Ok, onto my question…My father owns a couple of apt. buildings (I’m the property mangager) and we’re planning to do a 1031 exchange, selling 1 building and possibly buying another apt. building or a multi-tenant strip center. My question has to do with retail strip centers. I’ve done some research on NNN Leases and it says that tenants take care of all expenses. So, tenants would pay a portion of real estate taxes as well it seems. That’s where I’m still a little bit “hazy.” Let’s say, for example, there are 6 retail tenants and real estate taxes comes out to $36,000. Would each tenant have to pay $6,000 for real estate taxes or no? Would some have to pay more? What happens when one of the tenants breaks the lease and moves out, who would cover for taxes then? If anyone owns a strip center, or knows more about this info I kindly appreciate your feedback.

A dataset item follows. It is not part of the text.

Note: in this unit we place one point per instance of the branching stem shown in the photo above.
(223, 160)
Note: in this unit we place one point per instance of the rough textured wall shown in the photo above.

Thanks

They pay a percentage based on their square footage. Figure out what percent they lease, thats the percent of expenses they pay. With NNN they pay a percent of everything, including your insurance.

That is correct. The tenants pay based on the % of the total property that they occupy. Property tax, insurance, management, landscapping, sweeping, some repairs are covered by NNN. Ideally all of your operating expense should be covered. In case of a vacancy the portion owed by the vacant unit will be uncollected, hence will come out of landlords pocket.

I have a small strip center and all of my tenants are triple net. At the end of the year I submit a statement to each tenant and either collect additional reimbursements or refund the savings.

Hey guys,

Thanks for responding. I’m currently looking at a strip center that’s a pretty reasonable price, only problem is the owner is not willing to negotiate on the price. What’s the point in being involved in real estate then if you can’t negotiate on the price? That’s have the fun right there :smile
Also, all the leases expire in 2009, not good.

The fact that leases expire in 2009 might actually be good for you if the current rates are below market. Do some market research and see if there is potential to increase rent once lease expire.

Good luck

Another option would be to look at a single tenant, NNN (credit rated). The financing is easier & better to obtain. However, the properties are usually priced with very low cap rates.


  1. The % depends on % of space they’re taking up. So if 1 of your 6 tenants is taking up 90% of the space, they’re responsible for 90% of the expenses.

  2. There is a difference b/w absolute net and triple net. I know a lot of brokers interchange them but they are different.

  3. I say go w/his price but you dictacte ALL the terms. Usually it works in your favor this way.

  1. Check the existing leases to make sure that they specify the allowance of cost recapture (RE Tax, Insurance, Operating Expenses, Management Fees, Maintenance, etc). If the leases don’t and they have renewal options that don’t allow the leases to be altered, then you may be stuck with the expenses and no way to recapture them.
  2. Remember to factor in the new RE Tax after purchase. When you buy the property, the taxes will generally go up substantially and the tenants may already be struggling to pay the rent.
  3. If the Seller has not been charging the tenants for the CAM, Tax, O&E, then the tenant’s lawyer may argue that that portion of the lease is void as a result of the failure to enforce the terms.
  4. A good broker is worth every penny they earn and generally are paid by the seller. If the seller refuses to pay a commission to the buyer’s broker then factor a consulting fee into the price. You’ll pay now or pay later, but it’s better to make that choice up front from knowledge rather than surprises.